We spoke with photographer and artist Guero about the show, and he thinks overall it is a pretty good and meaningful one, enough so that he also went to the artists’ discussion on Saturday.

Since it is reported that more than 65 Luxury buildings that are currently under development in Brooklyn are stalled or only partially occupied because of the economic crisis, wouldn’t it be great if some of those homes could benefit those people who have lost theirs?

In any event, we agree with Guero when he says, “I like the fact that the museum is using the exhibit to create dialogue on an important topic”.
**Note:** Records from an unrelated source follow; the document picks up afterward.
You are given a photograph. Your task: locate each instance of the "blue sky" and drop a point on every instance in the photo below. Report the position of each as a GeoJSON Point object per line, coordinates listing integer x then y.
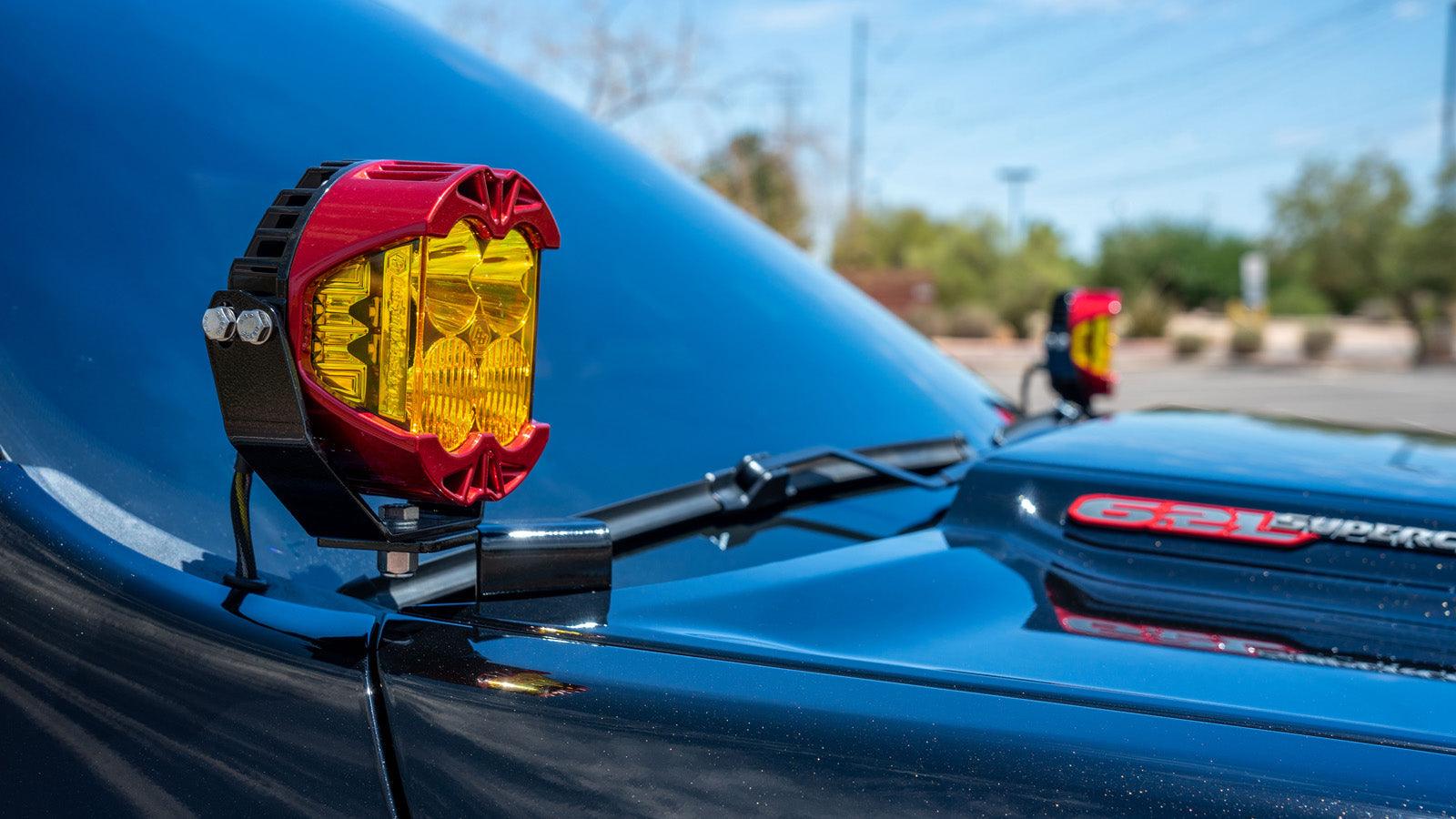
{"type": "Point", "coordinates": [1126, 108]}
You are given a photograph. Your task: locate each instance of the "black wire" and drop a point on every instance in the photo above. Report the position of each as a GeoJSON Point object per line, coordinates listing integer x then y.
{"type": "Point", "coordinates": [242, 522]}
{"type": "Point", "coordinates": [1026, 387]}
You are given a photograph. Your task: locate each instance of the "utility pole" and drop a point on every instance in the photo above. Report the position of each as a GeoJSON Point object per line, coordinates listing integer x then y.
{"type": "Point", "coordinates": [1449, 109]}
{"type": "Point", "coordinates": [1016, 179]}
{"type": "Point", "coordinates": [858, 48]}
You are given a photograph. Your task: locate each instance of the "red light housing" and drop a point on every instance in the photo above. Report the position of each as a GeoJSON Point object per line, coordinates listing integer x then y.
{"type": "Point", "coordinates": [378, 339]}
{"type": "Point", "coordinates": [379, 205]}
{"type": "Point", "coordinates": [1081, 341]}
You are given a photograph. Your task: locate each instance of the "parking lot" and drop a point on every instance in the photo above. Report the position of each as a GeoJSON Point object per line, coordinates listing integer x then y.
{"type": "Point", "coordinates": [1372, 392]}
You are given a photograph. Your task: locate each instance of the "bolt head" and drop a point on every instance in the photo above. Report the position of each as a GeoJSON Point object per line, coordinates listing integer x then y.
{"type": "Point", "coordinates": [254, 327]}
{"type": "Point", "coordinates": [218, 324]}
{"type": "Point", "coordinates": [398, 564]}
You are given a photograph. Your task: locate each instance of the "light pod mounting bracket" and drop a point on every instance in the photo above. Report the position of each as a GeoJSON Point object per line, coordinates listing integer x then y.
{"type": "Point", "coordinates": [325, 460]}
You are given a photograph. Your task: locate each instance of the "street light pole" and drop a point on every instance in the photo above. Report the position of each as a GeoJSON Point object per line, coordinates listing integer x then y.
{"type": "Point", "coordinates": [1016, 179]}
{"type": "Point", "coordinates": [1449, 109]}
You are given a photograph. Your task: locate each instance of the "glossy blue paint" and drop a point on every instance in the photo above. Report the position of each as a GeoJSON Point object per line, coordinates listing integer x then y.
{"type": "Point", "coordinates": [133, 688]}
{"type": "Point", "coordinates": [803, 671]}
{"type": "Point", "coordinates": [652, 732]}
{"type": "Point", "coordinates": [1285, 457]}
{"type": "Point", "coordinates": [676, 334]}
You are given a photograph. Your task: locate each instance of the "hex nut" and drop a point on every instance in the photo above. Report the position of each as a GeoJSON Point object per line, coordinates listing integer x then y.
{"type": "Point", "coordinates": [218, 324]}
{"type": "Point", "coordinates": [398, 564]}
{"type": "Point", "coordinates": [254, 327]}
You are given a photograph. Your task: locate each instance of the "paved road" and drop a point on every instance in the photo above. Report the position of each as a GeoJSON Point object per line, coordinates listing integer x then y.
{"type": "Point", "coordinates": [1372, 397]}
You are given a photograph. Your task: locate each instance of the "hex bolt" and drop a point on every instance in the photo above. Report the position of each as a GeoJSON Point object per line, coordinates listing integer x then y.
{"type": "Point", "coordinates": [399, 516]}
{"type": "Point", "coordinates": [398, 564]}
{"type": "Point", "coordinates": [218, 324]}
{"type": "Point", "coordinates": [254, 327]}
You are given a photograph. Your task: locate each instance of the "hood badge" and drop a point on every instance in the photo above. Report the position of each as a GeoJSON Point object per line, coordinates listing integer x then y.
{"type": "Point", "coordinates": [1257, 526]}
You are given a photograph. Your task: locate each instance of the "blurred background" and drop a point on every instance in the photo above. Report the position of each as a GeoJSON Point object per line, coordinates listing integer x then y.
{"type": "Point", "coordinates": [1271, 186]}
See our previous post on Specter’s street art pieces for this show from January 21st.

http://www.mocada.org/

See more of Guero’s pics HERE.

Artists in the exhibition include (alphabetically):
Josh Bricker(Installation), Valerie Caesar (Photography), Oasa DuVerney (Drawing), Zachary Fabri (Video), Rosamond S. King (Installation), Irondale Ensemble(Theater Performance), Nathan Kensinger (Photography), Jess Levey(Photography / Video Installation), Christina Massey (Painting), Musa (Sculpture), Tim Okamura (Painting), Kip Omolade (Painting), John Perry(Painting), Adele Pham (Video), Michael Premo / Rachel Falcone (Photography / Multimedia), Gabriel Reese (Painting), Marie Roberts (Painting), Ali Santana (Music Video), Monique Schubert (Mixed-media), Alexandria Smith (Painting), Sarah Nelson Wright (Installation).